Researchers from 4 institutions to find out with $2.7 million NIH grant
Surviving heart failure calls for making lifestyle changes, taking medications and following a doctor's orders. Some of the nation's 5 million heart failure patients have trouble adhering to these changes and end up returning to the hospital.
Researchers from Case Western Reserve University, Kent State University, Summa Health System and University Hospitals Case Medical Center have received a four-year, $2.7 million grant from the National Institutes of Health's National Heart, Lung and Blood Institute to find out if subtle or hidden cognitive impairments cause adherence problems in heart failure cases.
The research project, called "Heart ABC: Adherence, Behavior and Cognition," will contribute important information about which types of cognitive impairments are related to specific problems in self-management.
Treating heart failure costs the health care system about $43 billion annually. Recent indicators point out that between 25 percent and 50 percent of these patients might have unrecognized cognitive problems that impair their ability to make decisions about their health.

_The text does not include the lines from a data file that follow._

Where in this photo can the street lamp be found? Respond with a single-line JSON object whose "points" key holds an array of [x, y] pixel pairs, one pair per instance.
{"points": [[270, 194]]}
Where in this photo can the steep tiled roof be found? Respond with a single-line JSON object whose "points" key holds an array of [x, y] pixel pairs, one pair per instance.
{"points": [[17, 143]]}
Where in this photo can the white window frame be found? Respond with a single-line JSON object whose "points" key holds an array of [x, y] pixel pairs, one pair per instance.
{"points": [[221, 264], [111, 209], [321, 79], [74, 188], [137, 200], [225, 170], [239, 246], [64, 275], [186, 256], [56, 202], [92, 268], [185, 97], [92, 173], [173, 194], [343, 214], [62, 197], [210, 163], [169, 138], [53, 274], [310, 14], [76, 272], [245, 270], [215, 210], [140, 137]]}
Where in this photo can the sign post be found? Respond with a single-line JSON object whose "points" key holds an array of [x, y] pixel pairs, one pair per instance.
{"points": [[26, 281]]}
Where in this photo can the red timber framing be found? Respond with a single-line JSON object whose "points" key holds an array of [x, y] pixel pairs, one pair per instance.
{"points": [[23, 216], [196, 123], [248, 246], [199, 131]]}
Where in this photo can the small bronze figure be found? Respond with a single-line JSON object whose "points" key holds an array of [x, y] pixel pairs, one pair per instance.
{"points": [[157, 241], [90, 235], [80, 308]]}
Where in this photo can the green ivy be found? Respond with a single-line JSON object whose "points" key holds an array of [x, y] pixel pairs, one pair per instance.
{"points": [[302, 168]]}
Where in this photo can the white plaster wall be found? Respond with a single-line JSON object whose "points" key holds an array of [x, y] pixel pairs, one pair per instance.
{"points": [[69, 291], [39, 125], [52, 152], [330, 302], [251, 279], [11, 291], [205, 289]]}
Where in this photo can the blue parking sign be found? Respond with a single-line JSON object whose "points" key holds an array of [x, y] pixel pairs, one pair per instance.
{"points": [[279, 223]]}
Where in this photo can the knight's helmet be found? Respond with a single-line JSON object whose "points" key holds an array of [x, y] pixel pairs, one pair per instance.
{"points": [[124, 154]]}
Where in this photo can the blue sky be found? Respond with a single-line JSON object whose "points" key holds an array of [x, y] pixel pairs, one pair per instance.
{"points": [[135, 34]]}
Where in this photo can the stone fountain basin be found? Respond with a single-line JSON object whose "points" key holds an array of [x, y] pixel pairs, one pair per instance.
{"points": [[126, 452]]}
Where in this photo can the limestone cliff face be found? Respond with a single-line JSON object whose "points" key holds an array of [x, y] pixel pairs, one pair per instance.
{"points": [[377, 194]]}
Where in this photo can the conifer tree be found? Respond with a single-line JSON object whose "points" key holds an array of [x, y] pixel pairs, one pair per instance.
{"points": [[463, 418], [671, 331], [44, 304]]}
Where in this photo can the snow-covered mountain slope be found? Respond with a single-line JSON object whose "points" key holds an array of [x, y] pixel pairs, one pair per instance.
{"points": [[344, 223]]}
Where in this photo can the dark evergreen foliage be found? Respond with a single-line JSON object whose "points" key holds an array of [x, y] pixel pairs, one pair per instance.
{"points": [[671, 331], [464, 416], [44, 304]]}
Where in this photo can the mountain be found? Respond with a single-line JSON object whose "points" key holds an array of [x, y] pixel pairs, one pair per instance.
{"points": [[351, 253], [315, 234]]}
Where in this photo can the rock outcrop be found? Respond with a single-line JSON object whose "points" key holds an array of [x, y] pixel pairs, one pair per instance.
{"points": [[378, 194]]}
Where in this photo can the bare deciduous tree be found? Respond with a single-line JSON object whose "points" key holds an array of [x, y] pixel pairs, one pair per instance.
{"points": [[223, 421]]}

These decisions can range from keeping doctor's appointments to taking medicines at the appropriate times, according to Mary Dolansky, assistant professor of nursing at CWRU’s Frances Payne Bolton School of Nursing. She is one of the lead investigators on the study.
This will be one of the first studies to look at the connections between subtle cognitive impairment, particularly on a battery of tests for mental functions, and adhering to a complex medical regimen such as taking their medications, eating a low-salt diet and knowing when to call the doctor if their condition worsens.
Dolansky will co-lead the project with Joel Hughes, associate professor of psychology at Kent State University.
They will study 400 patients between the ages of 50 and 85 from Summa Health System and University Hospitals. Other co-investigators are John G. Gunstad, Kent State; Richard Josephson, CWRU School of Medicine; Joseph Redle, Summa Health System; James Fang, University Hospitals; Nahida Gordon and Shirley Moore, Frances Payne Bolton School of Nursing, CWRU.
The team has expertise in nursing, behavioral medicine, neuropsychology, cardiovascular medicine and patient self-management. The strength of the study is the interprofessional team, which will approach the study from these different backgrounds.
"Self-management is complex," Dolansky says. Heart failure patients may be on three to eight medications, have to reduce salt in their diets and cannot gain weight.
Dolansky and Moore are part of a team of researchers in nursing who examine how people manage their illnesses and have advanced knowledge about self-management through research projects at the nursing school’s NIH-funded Center Self-Management Advancement through Research and Translation (SMART Center).
A potential hidden cognitive problem among HF patients is the inability to make decisions about what to do if their condition changes. For example, HF patients who have a cognitive problem and who experience sudden weight gain may not think to notify their physician. Over time, their condition will worsen, thus resulting in an unnecessary trip to the emergency room.
The researchers will administer a number of psychological tests that can reveal hidden impairments.
Then the patients will be monitored for how well they adhere to their medications, diet, and weight levels for 21 days. They will have follow-up monitoring at 3, 6, 9 and 12 months.
"Our findings will have important implications for screening heart failure patients and understanding how we can best intervene to help patients self-manage their heart failure," Hughes adds.
New interventions or medications can be designed to help people keep on track with all the different things they have to do to keep healthy and stay out of the hospital.